Edible leaves, flowers, and herbs can act as natural food additives and preservatives, replacing other regulatory-approved synthetic chemicals that are detrimental to human/animal health. The edible halophyte C. maritimum (sea fennel) is a source of minerals, omega-6, and omega-3 PUFAs, polyphenols, and other bioactive compounds with relevant antibacterial, antifungal, and antioxidant properties.

C. maritimum aerial parts (flowers, leaves, and fruits/schizocarps) present high moisture (>85%) and are mainly composed of carbohydrates (>60%), followed by ash (~20%), protein (~7%), and crude fat (~5%). Moreover, while sea fennel flowers are richer in proteins, leaves are richer in ash, and schizocarps are richer in lipids. Sea fennel aerial parts are also particularly rich in macrominerals such as Na, Ca, Cl, K, P, and S. Biological pigments (chlorophylls, xanthophylls, and carotenes) are present in all sea fennel’s aerial parts being chlorophyll a particularly abundant in the leaves. Regarding lipids, all plant parts are mainly composed of unsaturated fatty acids (>65% of total fatty acids). While leaves and flowers are mainly composed of polyunsaturated fatty acids (PUFAs) (>50% of total fatty acids), schizocarps contain mostly monounsaturated (MUFAs) fatty acids (>60% of total fatty acids).

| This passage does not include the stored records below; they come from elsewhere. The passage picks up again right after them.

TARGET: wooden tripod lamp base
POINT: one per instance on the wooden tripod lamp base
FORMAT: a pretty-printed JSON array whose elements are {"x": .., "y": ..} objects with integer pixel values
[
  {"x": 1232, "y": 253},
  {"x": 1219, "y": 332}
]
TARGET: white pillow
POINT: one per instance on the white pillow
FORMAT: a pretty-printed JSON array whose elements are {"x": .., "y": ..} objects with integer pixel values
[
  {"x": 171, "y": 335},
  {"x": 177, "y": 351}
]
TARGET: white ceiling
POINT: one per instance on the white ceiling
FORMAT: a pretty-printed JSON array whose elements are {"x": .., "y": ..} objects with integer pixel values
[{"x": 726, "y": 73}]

In addition, ethanolic extracts of sea fennel flowers present strong antioxidant activity attributed to the presence of phenolic acids, flavanols, and anthocyanins. On the other hand, apolar extracts of C. maritimum flowers and schizocarps present antimicrobial activity against Gram-positive bacteria (Staphylococcus aureus and Staphylococcus epidermidis) and against fungi (Candida albicans, Candida parapsilosis, Komagataella phaffii and Saccharomyces cerevisiae), with low toxicity to human intestinal epithelial Caco-2 model cells for <5.0% w/v plant material.

Hence, the rational use of sea fennel in the agri-food sector can bring nutrients, aroma, and flavor to culinary dishes while contributing to regulating microbiota and expanding the shelf life and safety of food products.